The State Department pipeline safety analysis includes a number of technical red herrings and inaccuracies which show a lack of understanding of the environmental impact of raw tar sands oil:  

  • The SDEIS glossed over concerns of diluted bitumen’s impacts on pipelines by comparing raw tar sands crude to heavy crudes from Mexico and Venezuela which typically do not enter the United States by pipeline instead of comparing it to the lighter crudes that are typically within the U.S. pipeline system.  
  • The SDEIS argues that because certain heavy crudes from Alberta are also corrosive, raw tar sands shouldn’t be a problem. That doesn’t cut it – State must assess the corrosively of these crudes and the spill history of the pipelines they travel on. After all, the majority of these crudes are exported into the United States on the Enbridge pipeline system – a system that, while accounting for only a few percent of the entire U.S. crude transmission pipeline system, was responsible for over half of the crude oil spilled in the United States in 2010. 
  • The SDEIS assumes that Keystone XL could be shut down in twelve minutes. That is based on the time needed for the mechanical components to shut the pipeline down. It does not take the time needed for a human operator to identify a spill and initiate the correct response. With spills like the almost 1 million gallons of tar sands oil into Michigan’s Kalamazoo River, it took more than twelve hours for the pipeline to be shut down, not twelve minutes. 
  • The SDEIS claims that the natural gas condensate used to dilute the heavy bitumen will not separate from bitumen when it is spilled in a river. The State Department makes this claim to say that clean up will be easy because the bitumen will float. It then contradicts this claim later in the SDEIS by saying that the diluent and the bitumen will separate when spilled in the Ogallala Aquifer. The benefit of separation in the aquifer seems to be so that they can argue that the thick, clumping bitumen will be easier to clean from the underground water. This blatant attempt to make it seem as though there is no clean up problem with diluted bitumen at best shows the lack of expertise that the State Department brought to this hasty and minimal pipeline safety review. At worst, it shows a complete lack of concern for what are very real pipeline safety issues. In the real world, during a spill as the natural gas condensate will separate and evaporate fairly rapidly leaving heavy bitumen behind. The bitumen, which is heavier than water, will then begin to sink into the water column, whether in a river or an aquifer. 

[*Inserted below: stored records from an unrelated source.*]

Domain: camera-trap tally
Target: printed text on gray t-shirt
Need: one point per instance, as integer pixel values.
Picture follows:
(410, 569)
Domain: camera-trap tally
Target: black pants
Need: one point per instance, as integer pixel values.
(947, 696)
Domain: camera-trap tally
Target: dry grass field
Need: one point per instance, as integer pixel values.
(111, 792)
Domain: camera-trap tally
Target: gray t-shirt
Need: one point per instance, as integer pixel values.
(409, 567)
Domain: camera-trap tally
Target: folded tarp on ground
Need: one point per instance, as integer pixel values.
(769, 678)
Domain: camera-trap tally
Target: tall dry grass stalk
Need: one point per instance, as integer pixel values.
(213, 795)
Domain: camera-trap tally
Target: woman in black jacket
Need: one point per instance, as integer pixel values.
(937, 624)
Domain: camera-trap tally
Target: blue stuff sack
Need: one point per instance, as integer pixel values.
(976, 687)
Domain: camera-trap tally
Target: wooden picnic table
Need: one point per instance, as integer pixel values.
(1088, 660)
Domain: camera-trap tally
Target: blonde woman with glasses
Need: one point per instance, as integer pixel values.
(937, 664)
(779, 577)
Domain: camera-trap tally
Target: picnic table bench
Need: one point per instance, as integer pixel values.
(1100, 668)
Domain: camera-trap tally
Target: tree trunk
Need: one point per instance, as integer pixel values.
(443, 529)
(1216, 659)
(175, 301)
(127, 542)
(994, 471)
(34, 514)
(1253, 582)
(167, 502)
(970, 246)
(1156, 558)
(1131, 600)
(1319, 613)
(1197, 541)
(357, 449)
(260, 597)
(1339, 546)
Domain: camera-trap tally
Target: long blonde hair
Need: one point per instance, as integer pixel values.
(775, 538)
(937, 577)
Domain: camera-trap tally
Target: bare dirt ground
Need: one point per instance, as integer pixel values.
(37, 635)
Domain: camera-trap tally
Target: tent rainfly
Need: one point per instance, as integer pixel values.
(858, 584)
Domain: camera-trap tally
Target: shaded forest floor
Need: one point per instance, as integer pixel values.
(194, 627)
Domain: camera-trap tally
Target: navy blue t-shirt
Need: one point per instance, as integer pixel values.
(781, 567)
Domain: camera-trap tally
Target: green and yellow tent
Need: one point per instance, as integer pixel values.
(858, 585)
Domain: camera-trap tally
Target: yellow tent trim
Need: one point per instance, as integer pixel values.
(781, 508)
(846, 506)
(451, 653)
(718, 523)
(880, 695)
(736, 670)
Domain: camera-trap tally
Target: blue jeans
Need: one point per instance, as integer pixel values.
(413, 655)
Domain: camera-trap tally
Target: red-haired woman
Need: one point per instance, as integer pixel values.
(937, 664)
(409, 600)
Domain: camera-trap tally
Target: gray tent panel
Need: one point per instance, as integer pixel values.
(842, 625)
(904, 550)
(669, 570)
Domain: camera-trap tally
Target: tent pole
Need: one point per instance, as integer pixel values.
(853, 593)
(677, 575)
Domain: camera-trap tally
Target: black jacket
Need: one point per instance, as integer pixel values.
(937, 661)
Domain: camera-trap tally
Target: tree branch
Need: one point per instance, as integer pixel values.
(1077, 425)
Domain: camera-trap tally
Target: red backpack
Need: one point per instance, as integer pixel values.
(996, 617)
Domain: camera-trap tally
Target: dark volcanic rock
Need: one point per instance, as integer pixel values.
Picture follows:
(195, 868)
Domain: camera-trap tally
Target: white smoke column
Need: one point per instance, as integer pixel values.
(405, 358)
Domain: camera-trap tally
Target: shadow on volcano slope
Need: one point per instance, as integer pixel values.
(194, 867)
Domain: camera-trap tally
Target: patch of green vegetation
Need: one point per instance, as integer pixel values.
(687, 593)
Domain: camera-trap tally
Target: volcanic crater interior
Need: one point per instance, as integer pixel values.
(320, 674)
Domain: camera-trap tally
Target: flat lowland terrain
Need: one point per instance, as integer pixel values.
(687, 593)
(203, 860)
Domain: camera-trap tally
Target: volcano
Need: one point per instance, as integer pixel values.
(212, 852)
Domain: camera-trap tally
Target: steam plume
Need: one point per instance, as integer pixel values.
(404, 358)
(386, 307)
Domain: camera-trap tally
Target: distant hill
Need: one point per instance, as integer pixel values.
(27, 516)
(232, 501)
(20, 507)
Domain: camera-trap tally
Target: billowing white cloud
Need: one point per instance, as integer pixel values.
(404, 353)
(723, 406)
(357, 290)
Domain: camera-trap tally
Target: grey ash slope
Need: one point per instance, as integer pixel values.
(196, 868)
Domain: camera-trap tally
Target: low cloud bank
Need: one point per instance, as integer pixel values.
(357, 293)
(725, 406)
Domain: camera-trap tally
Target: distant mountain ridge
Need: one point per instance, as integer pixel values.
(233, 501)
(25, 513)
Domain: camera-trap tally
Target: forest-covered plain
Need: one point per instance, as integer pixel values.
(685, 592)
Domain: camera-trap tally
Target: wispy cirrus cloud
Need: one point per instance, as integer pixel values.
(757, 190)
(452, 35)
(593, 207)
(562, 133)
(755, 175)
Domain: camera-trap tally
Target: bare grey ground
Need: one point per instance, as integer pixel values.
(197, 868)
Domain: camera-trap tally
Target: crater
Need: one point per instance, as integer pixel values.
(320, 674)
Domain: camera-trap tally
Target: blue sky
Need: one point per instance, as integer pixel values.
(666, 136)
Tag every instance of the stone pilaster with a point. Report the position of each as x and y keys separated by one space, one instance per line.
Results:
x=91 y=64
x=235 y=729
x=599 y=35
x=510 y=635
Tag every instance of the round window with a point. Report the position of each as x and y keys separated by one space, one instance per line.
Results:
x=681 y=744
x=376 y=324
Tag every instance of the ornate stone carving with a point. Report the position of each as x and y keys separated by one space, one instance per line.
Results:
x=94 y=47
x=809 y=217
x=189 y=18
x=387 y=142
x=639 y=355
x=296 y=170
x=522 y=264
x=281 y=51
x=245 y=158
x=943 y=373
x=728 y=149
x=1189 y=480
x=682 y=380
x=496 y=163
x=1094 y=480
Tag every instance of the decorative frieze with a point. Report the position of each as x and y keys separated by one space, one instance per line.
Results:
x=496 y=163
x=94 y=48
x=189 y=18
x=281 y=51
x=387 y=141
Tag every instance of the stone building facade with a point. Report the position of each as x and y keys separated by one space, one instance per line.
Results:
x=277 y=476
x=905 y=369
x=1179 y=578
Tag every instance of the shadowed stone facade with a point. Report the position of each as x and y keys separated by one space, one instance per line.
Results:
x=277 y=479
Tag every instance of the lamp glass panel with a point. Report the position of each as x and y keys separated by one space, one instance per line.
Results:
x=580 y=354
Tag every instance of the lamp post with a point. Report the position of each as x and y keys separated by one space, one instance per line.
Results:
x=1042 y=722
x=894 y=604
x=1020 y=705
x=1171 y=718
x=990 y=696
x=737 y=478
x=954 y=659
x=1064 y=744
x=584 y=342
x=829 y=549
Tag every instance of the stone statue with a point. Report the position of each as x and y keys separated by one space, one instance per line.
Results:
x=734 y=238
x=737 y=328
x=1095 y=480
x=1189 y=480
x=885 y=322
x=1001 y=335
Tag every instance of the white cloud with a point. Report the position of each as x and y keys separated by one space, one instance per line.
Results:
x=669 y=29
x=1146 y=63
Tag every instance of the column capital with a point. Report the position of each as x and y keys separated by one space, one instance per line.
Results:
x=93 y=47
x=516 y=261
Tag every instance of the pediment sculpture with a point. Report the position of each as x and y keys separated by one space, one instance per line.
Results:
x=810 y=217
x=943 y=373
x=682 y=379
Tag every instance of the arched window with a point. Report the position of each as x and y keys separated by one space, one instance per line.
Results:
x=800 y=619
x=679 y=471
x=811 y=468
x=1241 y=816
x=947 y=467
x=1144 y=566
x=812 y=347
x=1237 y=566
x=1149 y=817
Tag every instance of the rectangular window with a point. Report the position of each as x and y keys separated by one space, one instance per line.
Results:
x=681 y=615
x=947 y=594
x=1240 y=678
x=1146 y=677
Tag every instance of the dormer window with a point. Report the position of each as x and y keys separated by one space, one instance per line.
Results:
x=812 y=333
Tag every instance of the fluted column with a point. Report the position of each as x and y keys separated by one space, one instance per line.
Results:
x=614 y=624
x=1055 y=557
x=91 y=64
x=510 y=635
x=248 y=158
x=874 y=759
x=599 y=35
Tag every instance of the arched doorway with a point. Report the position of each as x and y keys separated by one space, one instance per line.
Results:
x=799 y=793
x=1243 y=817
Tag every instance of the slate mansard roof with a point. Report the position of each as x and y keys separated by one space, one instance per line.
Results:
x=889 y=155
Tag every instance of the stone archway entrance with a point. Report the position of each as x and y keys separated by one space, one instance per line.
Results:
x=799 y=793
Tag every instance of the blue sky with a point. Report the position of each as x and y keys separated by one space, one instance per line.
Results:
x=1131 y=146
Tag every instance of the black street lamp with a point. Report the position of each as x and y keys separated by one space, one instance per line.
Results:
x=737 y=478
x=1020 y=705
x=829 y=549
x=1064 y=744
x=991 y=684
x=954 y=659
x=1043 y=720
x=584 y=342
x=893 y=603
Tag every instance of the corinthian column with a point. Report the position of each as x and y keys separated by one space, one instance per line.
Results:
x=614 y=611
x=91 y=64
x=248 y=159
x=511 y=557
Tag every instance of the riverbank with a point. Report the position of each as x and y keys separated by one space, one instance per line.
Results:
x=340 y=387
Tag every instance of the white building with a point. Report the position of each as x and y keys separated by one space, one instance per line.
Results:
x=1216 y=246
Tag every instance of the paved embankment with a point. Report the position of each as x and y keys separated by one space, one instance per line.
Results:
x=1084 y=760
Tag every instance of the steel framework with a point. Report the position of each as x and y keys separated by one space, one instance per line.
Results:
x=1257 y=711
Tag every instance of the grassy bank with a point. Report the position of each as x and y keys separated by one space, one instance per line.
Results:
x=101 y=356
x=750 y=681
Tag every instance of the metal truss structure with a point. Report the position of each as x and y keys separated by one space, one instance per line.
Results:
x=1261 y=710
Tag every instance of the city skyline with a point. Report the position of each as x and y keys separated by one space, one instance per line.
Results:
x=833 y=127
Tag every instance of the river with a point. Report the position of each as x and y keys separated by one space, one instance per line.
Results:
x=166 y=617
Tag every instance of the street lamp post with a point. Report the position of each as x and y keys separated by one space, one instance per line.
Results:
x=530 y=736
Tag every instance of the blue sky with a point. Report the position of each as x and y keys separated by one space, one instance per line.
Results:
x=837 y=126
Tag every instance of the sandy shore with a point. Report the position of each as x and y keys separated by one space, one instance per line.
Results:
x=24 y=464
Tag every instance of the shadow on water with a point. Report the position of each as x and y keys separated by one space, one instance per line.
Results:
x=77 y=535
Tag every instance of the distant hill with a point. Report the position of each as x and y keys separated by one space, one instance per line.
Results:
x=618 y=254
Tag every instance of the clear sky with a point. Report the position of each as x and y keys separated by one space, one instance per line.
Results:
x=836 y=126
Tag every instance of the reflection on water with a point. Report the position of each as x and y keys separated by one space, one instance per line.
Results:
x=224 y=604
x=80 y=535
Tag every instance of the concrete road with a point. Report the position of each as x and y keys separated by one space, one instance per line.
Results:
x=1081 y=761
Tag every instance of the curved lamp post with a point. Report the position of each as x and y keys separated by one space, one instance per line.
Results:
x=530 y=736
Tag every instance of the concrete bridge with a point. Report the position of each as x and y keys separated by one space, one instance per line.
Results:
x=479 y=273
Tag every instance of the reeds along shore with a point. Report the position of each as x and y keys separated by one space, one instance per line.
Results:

  • The SDEIS acknowledges that tar sand crudes tend to have high sediment content. However, after citing industry research finding that a significant portion of this is made up of hard quartz and pyrite, it stops its analysis because it cannot find “readily available information to compare conventional crude oil with.” That simply won’t cut it - we need to have our pipeline regulators study this issue to determine what the risks are of having hard particles flowing in oil pipes and how this adds to the potential for leaks.
  • The SDEIS ignores the explosion risk of diluted bitumen pipeline spills through tortured analysis which goes something like this: First, the State Department admits that Keystone XL will move a mixture of natural gas condensate and bitumen called diluted bitumen. However, because the State Department considers this mixture to be crude oil, and the SDEIS actually goes on to say that because crude oil “contains a relatively small proportion of volatile hydrocarbons” there is little risk of explosion. It then notes that almost all pipeline explosions are caused by volatile substances like natural gas condensate. This ridiculous analysis might be amusing if it wasn’t ignoring a very real risk of explosion from escaping natural gas in the case of a leak. Local communities, landowners and emergency responders deserve a better and more thorough analysis.